When I still lived away from Mama Khan, I would often visit her for meals and hangouts. Once such time, while visiting one weekend, we happened to be lunching with the television on behind us. My back was to the TV and Mama Khan, who sat across from me, was facing the television with partially glazed eyes taking in the local news. I was only half paying attention as I was attempting to converse with the woman who had birthed me in the limited time we had together since I no longer lived with her, but Mama Khan was engrossed in the case of some tweens who had gotten themselves into legal trouble thanks to what they inevitably thought were just childish pranks.
“Kids today,” Mama Khan muttered. “What do these parents do to raise such awful kids? Such troublemakers?”
“‘Ma, your kids aren’t so innocent you know,” I pointed out, referring less to me and more to my younger brother, who had always been reigning king of little shits. When he was born, my grandma tells me, he was red as a beet and bawling bloody murder. “A child born red is a sign that he’s going to be troublesome,” she had announced. Mama Khan conveniently ignored her as she pored over her new bundle of joy — one whom my gran wouldn’t annex like she had me.
As children, with mostly just each other to entertain ourselves, we got along about as well as any brother and sister does. I was quiet and obedient by nature and he was eager to test everyone’s limits. When I was told not to do something, I rarely needed a reason why, but my brother not only needed a reason but needed to then test the theory presented to him until proven right. This meant that he had touched open flames on candles and burning stovetops just to confirm that he would, in fact, get hurt, as the grownups warned.
While my Mama Khan presented us with an assortment of toys including dolls, cars, and Legos, she never assigned them to us by gender. We were free to and encouraged to play with any and all of them. There were certain toys — like my collection of off-brand Barbie dolls — that I considered inherently mine and mine alone. I kept them in a makeshift apartment I created for them in the bottom shelves of my closet, decorated with the sturdy toy furniture that my gran was always gifting me, complete with a mini wardrobe that held the many hand-sewn clothes my gran made for all of my dolls.

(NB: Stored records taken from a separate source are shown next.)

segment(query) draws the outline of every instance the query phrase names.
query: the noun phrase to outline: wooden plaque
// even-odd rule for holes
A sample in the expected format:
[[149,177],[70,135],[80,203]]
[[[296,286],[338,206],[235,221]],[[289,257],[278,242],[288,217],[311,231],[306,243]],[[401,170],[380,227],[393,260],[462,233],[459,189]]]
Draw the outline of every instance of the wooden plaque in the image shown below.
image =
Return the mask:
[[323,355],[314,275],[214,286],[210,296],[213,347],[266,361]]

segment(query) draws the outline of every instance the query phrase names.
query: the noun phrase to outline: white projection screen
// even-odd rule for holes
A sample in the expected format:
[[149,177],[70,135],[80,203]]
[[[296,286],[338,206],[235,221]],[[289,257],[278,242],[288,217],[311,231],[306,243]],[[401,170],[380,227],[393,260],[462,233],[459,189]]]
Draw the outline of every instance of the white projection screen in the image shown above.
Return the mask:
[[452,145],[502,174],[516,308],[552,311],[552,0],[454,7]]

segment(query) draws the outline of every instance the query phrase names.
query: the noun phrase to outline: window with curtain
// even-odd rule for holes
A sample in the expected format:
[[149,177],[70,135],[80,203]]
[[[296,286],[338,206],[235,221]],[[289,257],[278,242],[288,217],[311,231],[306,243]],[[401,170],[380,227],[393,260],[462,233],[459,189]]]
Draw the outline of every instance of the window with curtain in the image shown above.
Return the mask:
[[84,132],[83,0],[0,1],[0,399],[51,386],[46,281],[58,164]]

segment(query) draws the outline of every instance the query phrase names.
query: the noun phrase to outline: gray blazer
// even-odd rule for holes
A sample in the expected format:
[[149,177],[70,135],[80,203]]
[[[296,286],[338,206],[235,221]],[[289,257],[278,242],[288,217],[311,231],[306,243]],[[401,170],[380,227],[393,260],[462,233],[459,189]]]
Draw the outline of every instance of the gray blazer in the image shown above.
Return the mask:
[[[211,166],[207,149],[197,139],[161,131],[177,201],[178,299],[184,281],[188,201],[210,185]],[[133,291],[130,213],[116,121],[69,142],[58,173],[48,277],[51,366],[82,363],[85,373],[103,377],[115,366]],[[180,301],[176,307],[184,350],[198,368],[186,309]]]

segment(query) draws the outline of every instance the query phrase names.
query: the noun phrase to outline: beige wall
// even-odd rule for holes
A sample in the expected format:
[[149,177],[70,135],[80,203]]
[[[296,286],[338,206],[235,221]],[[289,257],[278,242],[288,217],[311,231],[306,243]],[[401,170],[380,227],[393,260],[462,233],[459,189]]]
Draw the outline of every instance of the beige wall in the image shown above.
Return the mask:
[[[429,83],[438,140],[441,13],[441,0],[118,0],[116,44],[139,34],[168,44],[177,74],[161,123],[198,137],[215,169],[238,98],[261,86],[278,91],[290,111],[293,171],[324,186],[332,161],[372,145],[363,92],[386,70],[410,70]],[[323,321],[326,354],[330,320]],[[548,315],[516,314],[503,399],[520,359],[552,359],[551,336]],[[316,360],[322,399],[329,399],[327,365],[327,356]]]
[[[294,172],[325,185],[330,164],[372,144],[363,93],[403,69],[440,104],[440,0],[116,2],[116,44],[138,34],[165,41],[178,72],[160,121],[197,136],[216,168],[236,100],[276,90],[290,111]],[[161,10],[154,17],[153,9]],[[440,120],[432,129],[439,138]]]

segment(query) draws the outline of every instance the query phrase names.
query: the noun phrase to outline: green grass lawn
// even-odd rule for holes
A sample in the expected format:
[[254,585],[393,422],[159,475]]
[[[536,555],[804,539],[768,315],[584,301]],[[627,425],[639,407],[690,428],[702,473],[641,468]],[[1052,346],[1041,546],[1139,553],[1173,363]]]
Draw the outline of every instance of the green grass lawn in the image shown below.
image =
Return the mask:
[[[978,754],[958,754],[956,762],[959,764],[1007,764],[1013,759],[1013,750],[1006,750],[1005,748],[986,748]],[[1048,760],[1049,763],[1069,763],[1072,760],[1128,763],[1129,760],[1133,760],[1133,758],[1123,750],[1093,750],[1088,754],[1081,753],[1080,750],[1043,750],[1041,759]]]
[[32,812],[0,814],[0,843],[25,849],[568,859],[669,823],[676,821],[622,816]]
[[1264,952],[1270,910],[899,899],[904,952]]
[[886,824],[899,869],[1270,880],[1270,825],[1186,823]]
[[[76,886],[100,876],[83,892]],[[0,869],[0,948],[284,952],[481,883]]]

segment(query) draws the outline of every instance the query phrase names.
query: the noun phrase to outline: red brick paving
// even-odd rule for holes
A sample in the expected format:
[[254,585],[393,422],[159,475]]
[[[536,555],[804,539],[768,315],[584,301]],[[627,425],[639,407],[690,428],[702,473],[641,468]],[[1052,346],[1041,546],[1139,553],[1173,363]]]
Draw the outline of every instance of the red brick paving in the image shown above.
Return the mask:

In my waking hours, I would guard these dolls with fury, but when I obediently fell asleep at the proper hour, my brother would remain awake and take the time to sneak into my closet to play with my dolls. This wouldn’t have been so bad if he had been as neat and orderly as I had been as a child, but he wasn’t at all. Instead, I would wake every morning with my closet door ajar, my doll apartment in a mess, doll clothes strewn everywhere — but none ever on any of the dolls themselves — and more often than not, a doll or two lying stark naked somewhere in our apartment.
This wasn’t the only time my little shit of a kid brother tortured my toys. Another time, while allowing us to believe he was indulging in some quiet play, he threw every single one of my stuffed animals out our bedroom window. At that time, we lived on the second floor of an apartment building, above a small bodega with a giant canopy covering the fresh fruits and vegetables laid out in front. Most of the toys landed on the canopy and had to be pushed off by the storekeepers, who found it more amusing than infuriating because my brother happened to be a very cute child.
Though not as guilty, I wasn’t totally innocent myself. Having once watched a cartoon featuring a jolly blue elephant, I took it upon myself to do my brother’s homework, which involved colouring in an elephant to signify the noun beginning with the letter “e.” While he took his nap, I coloured in his elephant with a blue coloured pencil and examined my handiwork. I had stayed within the lines and the elephant looked almost exactly like the one from the cartoon. I closed the book and let my brother discover the happy surprise on his own, but his reaction was far from what i had expected. Instead of hugging me and thanking his big sister for helping him with his homework, he howled and bawled for hours about how I had made him look stupid because elephants were grey and not blue and how his teacher would now think he was a dumb baby who didn’t know anything about elephants. I had considered colouring the elephant grey, but that would have meant using my regular number two pencil to colour it in and I had really wanted to use my new coloured pencils.
And that’s not counting the thousands of other things my brother did to me that were far from innocent: pulling my hair when I wouldn’t give him something fast enough, terrorizing my pet parrot until the poor thing dropped dead of stress, sneaking home a garder snake from a camping trip and insisting it was by accident (we never believed him but to this day, don’t know the truth of how that snake got into my brother’s luggage), reading my diary for years and even sleeping with it under my pillow to sneakily read while I was asleep, and so much more for years and years until he met his wife and finally became an adult.
“Your kids weren’t so innocent when they were younger, you know,” I repeated as these memories flooded back to me. Mama Khan looked at me then back at the TV, shaking her head.
“Nope. Both my kids have always been perfect angels,” she stated in the tone that signified that this subject was now closed to discussion.